Yessica is the Spanish phonetic rendering of Jessica, a name with one of the most debated etymologies in the English-speaking world. Shakespeare introduced the name in The Merchant of Venice (c. 1596) for Shylock's daughter who elopes with a Christian suitor and converts; most scholars believe Shakespeare derived it from the Hebrew Iscah (יִסְכָּה, Yiskah), meaning "to behold" or "God beholds," a name mentioned briefly in Genesis.
Whether Shakespeare coined it or borrowed it from a source text remains unresolved, but the name belongs to him in cultural memory the way Ophelia and Juliet do. In Spanish-speaking countries, the spelling shift from J to Y reflects the phonological reality that Spanish speakers often pronounce the initial sound as a soft "yeh" rather than the English hard "j." Yessica, with its doubled "s," also emphasizes the stress on the first syllable in a way that feels natural to Spanish speakers.
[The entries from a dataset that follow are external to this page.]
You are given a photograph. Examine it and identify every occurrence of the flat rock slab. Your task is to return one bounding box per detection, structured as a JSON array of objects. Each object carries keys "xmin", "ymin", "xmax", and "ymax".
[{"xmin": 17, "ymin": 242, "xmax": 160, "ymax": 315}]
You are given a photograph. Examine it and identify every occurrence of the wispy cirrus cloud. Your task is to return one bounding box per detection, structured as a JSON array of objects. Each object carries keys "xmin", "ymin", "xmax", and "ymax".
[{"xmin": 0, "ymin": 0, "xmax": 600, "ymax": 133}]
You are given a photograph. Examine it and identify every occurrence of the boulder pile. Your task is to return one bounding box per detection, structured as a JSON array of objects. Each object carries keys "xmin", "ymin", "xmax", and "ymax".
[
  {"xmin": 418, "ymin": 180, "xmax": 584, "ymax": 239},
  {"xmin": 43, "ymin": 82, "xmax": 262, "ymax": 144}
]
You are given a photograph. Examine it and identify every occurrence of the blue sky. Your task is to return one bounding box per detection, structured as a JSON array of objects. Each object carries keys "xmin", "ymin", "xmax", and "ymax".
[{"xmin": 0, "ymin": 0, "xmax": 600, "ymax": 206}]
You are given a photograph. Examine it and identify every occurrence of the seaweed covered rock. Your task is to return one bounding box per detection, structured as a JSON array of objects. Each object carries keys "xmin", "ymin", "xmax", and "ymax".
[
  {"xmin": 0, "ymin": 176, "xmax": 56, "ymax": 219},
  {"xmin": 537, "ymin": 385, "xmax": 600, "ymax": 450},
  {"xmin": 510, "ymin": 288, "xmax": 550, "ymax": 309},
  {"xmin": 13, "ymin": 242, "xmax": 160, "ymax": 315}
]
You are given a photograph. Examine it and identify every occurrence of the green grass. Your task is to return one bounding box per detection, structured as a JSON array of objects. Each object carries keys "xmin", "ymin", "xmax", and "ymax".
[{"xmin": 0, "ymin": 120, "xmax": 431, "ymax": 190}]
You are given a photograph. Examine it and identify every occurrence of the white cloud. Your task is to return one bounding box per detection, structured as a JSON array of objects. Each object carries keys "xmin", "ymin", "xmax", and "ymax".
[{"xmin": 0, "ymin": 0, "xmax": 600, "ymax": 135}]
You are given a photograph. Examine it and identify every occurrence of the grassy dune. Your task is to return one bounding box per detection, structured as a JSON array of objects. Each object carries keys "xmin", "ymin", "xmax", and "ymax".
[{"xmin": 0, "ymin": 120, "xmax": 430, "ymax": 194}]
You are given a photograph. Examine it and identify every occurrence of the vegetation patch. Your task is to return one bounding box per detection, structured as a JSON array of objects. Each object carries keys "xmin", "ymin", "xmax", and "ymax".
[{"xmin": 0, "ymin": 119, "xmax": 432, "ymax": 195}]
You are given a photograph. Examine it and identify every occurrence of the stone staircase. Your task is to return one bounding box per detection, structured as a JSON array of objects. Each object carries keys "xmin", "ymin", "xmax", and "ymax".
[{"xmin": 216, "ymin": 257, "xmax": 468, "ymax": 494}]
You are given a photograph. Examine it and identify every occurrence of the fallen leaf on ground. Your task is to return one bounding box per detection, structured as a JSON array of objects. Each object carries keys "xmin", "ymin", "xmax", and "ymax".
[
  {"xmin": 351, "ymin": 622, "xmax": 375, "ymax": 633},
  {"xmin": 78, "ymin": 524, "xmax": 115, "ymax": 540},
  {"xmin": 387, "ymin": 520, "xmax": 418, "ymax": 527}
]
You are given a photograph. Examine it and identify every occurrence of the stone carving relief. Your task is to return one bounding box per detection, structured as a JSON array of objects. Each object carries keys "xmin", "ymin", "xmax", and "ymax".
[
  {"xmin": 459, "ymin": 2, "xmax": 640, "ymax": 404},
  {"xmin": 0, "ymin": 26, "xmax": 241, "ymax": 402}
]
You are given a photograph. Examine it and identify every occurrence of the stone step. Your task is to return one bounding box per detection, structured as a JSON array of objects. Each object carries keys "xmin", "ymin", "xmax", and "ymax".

The name became widely popular across Latin America from the 1970s onward, riding the same international wave that made Jessica the most popular girl's name in the United States and United Kingdom through much of the 1980s, but the Y-spelling gave it a distinctly regional identity. Yessica carries the full weight of the original's literary heritage while announcing itself as a product of Spanish-language culture. It is particularly popular in Mexico, El Salvador, and among Latino communities in the United States, where it represents a generation of parents who embraced global naming trends while inflecting them with local phonetic identity. The double-s spelling also has a visual boldness that the standard form lacks.